Under the Bonnet – How do recruiters use Linkedin, and will it put you out of business?

Simon RoderickAbout recruitment, Resources for hiring managers

Fram Search - how to write a good LinkedIn profile

Under the Bonnet – in this series, our MD, Simon Roderick, lifts the lid on the workings of a recruitment firm.

I often get asked the above and I think my thoughts are “I hope not, and I don’t think so. Oh, and yes all recruiters use it”. There is no doubt that Linkedin has been a game changer for the industry. For me, the biggest effect is that it has made people more visible and every recruiter can “have a go” at being a headhunter. So many inexperienced recruiters, or agencies, have no experience of headhunting and to an extent it solves one of their major problems i.e. identifying candidates, but I think they are still a long way off being a headhunter. Regardless of the industry you work in it has made decision makers easier to identify and is a key part of everyone’s online strategy. It’s a tool, a very valuable tool, and I’m more happy that it exists than worried.

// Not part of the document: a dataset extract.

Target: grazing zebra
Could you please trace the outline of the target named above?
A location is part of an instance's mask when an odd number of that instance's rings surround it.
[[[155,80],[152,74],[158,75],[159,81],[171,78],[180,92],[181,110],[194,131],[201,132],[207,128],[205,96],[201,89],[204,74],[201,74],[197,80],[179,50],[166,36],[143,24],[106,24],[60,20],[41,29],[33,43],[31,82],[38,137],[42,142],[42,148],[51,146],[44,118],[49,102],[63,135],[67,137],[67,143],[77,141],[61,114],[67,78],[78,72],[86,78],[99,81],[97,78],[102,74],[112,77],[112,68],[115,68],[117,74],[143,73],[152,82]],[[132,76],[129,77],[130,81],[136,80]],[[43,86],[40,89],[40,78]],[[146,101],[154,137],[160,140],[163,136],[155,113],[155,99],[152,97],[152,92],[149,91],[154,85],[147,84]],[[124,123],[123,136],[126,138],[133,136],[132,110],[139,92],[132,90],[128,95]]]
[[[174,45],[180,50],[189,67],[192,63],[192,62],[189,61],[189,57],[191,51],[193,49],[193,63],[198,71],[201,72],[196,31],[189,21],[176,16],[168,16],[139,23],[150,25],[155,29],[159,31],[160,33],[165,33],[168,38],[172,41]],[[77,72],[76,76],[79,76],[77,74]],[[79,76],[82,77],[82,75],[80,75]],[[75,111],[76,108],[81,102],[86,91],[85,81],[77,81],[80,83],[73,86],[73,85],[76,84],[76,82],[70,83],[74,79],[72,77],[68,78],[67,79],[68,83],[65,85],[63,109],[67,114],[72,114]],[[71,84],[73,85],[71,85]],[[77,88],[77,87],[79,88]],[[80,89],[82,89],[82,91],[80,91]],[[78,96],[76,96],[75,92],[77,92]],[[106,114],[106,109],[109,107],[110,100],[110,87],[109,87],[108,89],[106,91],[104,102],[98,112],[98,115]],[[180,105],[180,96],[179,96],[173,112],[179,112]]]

So who uses it in recruitment and why aren’t I worried about it? Well the answer is I suspect that everyone in recruitment now uses it from the leading international headhunters to local agencies, but the key thing for me is knowing what to do with the information. I can only talk about recruitment firms, though I suspect the same issues appear in most serviced based companies, but once a prospective candidate has been identified the recruiter has to first approach them. For some reason a lot of inexperienced recruiters don’t like making approach calls, they also don’t know what to say (and do their clients want to be represented in this way), and then what? Often they don’t know. However, being a real headhunter means really understanding your market. It’s all very well generating a candidate, but you need to track movers, benchmark, screen, and test individuals, and to do this you need to be a specialist. That’s why Fram are wealth & asset management specialists rather than being financial services generalists. We understand wealth & asset management, and know the market participants, but we don’t know anything about the Lloyds market for example.

So I think Linkedin is a good thing for Fram and other companies, but it’s not a threat because the specialists already had the information anyway (it just saves us a bit of time).